Let us indulge in the possibility of a reach for “The American Freak Show” within the realm of Alfred Hitchcock’s film “Psycho.” Though, it must be stated, this piece may spoil the ending of “Psycho,” so if you wish to have full enjoyment from the movie, and you have yet to see it, I suggest doing so before reading. Beyond the very premise of a Hitchcockian film, where the audience spent money to see a story displayed on the silver screen, a story likely to be frightening, we also have a freak show displayed within this film.
But first, what is a freak show? A freak show, as defined by Rosemarie Thomson in Extraordinary Bodies: Figuring Physical Disability in American Culture and Literature, “Scrupulously described, interpreted, and displayed, the bodies of the severely congenitally disabled have always functioned as icons upon which people discharge their anxieties, convictions, and fantasies” (56). This is not completely meant for a definition of a freak show, but rather, a freak and it’s continuous “function” in society. The “freak” is made to become the space of the objet a, where anyone can compare themselves with in either a positive or negative way to feel better about their own life. The positive aspect is simply believing that if this “being” is possible, defying nature’s rules, the spectator can defy the rules of their world. A negative aspect, the “freak” illustrates how bad life can be, thus making life look so much better. It is as Thomson states, “Freaks were celebrities as well as spectacles, their popularity suggesting that audiences simultaneously identified with and were repulsed by the performers” (66).
In “Psycho,” Norman Bates becomes the “freak,” the individual we find ourselves identifying with, but repulsed by at the same time. Slowly, his split mind reveals itself with the way he acts in accordance to the way people treat him. Though, another level is interestingly the fact his mother, who is depicted as mentally disabled at the introduction of her character in conversation between Marion and Norman, is under the sensitive protection of her son Norman. Norman cannot accept leaving her, though she is abusive, because that would be treating her as inhuman, because insanity is still human. But as he and Thomson have said, “We all go a little crazy sometimes.” Though Thomson spoke of it in a more general sense of saying, we all, if we live long enough, will be disabled in some way (14).

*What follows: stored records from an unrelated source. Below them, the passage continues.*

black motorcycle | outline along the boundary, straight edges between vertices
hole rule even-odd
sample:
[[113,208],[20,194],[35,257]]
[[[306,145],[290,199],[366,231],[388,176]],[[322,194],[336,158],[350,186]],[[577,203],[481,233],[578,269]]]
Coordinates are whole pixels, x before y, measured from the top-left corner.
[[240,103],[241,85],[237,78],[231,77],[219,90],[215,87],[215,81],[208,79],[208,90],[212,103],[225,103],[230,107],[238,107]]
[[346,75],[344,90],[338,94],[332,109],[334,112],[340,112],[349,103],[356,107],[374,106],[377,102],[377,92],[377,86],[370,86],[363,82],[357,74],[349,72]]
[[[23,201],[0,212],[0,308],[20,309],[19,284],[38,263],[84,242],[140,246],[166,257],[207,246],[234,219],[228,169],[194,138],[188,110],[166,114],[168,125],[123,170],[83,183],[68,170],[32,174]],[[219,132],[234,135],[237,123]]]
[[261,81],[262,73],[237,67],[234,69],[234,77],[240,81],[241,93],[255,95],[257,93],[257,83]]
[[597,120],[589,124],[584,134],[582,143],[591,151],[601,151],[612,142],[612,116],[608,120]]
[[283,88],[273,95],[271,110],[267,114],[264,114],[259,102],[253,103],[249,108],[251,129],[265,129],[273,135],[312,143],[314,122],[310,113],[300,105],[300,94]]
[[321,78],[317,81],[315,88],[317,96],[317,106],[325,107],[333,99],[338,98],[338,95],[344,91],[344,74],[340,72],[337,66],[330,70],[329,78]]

The most interesting moment of displaying the “freak,” in the sense of a show, is when Norman brings Marion back into the parlor of the hotel’s office. Inside this “man cave,” we as the viewer alongside Marion, discover an array of stuffed birds. Possibly a reference to Hitchcock’s “The Birds,” it is also a display of death, of mortality, of the freakishness in this final step of life. And even beyond simply displaying dead things as alive through taxidermy, it reveals a bit more about the “Psycho.” Norman is different, odd. So he chooses an odd way to display himself, with a silent and still show of small creatures. As each character enters this space, they see these birds and are repulsed, enticed, and frightened. Little do they know, Norman’s mother is just the same. Little do they know that Norman is his mother. Alfred Hitchcock is the host of his own freak show, his own “man cave” filled with taxidermy.